Good post from Joel Oleson’s blog – I found it (and the links inside) very useful.
1) Put your Search db and on separate disks transaction logs, both the fastest most optimized disks with fast optimized spindles for writing (dedicated disks are essential)
2) Optimize your temp db: grow it, give it space, you can even split it into multiple dbs and ensure it is on the most optimized disks (dedicated disks are essential). Don’t forget to optimize the transaction logs of the temp db either!
3) Optimize the network between the servers you are indexing and the index server (GB NIC speed is preferred within a farm)
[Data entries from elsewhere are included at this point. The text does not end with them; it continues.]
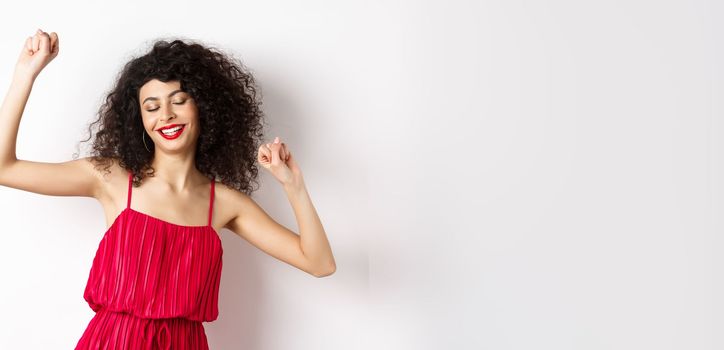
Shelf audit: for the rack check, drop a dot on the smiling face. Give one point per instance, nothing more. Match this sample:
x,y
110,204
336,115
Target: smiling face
x,y
163,105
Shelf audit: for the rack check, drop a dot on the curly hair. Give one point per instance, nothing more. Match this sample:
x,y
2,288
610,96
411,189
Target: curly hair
x,y
228,102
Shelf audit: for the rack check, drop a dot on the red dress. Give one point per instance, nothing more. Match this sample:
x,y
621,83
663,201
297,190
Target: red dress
x,y
153,283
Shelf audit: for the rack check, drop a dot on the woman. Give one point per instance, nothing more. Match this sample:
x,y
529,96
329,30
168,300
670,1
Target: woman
x,y
178,119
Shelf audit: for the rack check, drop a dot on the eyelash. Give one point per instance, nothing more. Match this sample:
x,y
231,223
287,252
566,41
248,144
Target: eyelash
x,y
179,103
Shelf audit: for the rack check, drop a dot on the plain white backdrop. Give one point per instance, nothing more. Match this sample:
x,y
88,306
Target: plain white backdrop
x,y
491,174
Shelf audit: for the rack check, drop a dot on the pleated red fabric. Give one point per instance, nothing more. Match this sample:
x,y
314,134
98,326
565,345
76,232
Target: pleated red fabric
x,y
153,283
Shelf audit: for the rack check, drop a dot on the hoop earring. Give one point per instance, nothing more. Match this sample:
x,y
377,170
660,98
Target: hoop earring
x,y
143,137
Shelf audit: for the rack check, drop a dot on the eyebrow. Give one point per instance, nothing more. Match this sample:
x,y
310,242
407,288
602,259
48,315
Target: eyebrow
x,y
156,98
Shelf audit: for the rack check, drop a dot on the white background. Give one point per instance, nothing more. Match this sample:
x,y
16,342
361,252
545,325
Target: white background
x,y
491,174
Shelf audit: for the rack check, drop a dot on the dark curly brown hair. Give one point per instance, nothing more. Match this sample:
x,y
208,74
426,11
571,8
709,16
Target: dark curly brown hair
x,y
228,101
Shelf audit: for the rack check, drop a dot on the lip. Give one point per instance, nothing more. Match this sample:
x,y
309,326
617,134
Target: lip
x,y
168,126
167,137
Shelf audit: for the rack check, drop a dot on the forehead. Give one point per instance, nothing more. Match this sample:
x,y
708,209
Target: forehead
x,y
157,88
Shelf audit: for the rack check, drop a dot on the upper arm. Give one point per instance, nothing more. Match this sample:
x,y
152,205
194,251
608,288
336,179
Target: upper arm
x,y
258,228
72,178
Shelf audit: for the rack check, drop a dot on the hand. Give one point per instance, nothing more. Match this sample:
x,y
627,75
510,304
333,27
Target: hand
x,y
38,51
276,158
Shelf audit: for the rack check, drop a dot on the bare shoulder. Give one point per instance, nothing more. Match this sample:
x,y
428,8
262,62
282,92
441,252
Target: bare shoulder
x,y
113,178
230,203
4) Consider topology changes to optimize network throughput and eliminate double hops (Index server crawling a separate front end (shared by user traffic) to pull changes. Adding the WFE role to your Index server and adding applicable host files is a great way to optimize the indexing and optimize your traffic at the same time.
5) Increase the your RAM on your x64 SQL Servers (8 GB is really a good place to start, 16 GB or more is looking better and better.)
6) Defragment your databases, and applicable drives (if fragmented) and run relevant dbcc consistency checks – Refer to KB on SharePoint Safe DBCC commands
7) Increase the # of crawl threads (you’ll have to watch this, it is the easiest way to speed up your crawls, but watch the box it is “attacking” it can be heavy handed.)
8) Reduce the maximum index file size (optional)
9) Remove any unused, single threaded and poor performing ifilters
10) Reduce the amount of full indexes, run incremental crawls on a schedule where they can complete, and remove non essentials such as every 5 minute incremental jobs these will simply cause unnecessary churn.
Bonus: Install the public update or the service pack when it comes out (includes a few SharePoint Indexing related fixes).
More on disk optimization on a post I did a while back… Also there’s a great paper that just got posted on storage and performance optimization. It is a MUST READ. Performance recommendations for storage planning and monitoring.
Getting crawled and you don’t want to? Here’s a recent KB on how to configure the robots.txt in your SharePoint deployment. There is some more info in this post from the field. It is very easy to have 50% of traffic as the crawl account. Optimizing the indexing by reducing even authentication traffic is a big deal. Use accounts that are in the same domain and where the DCs are fast and local if using NTLM. Kerberos might end up being slightly faster, but does add complexity.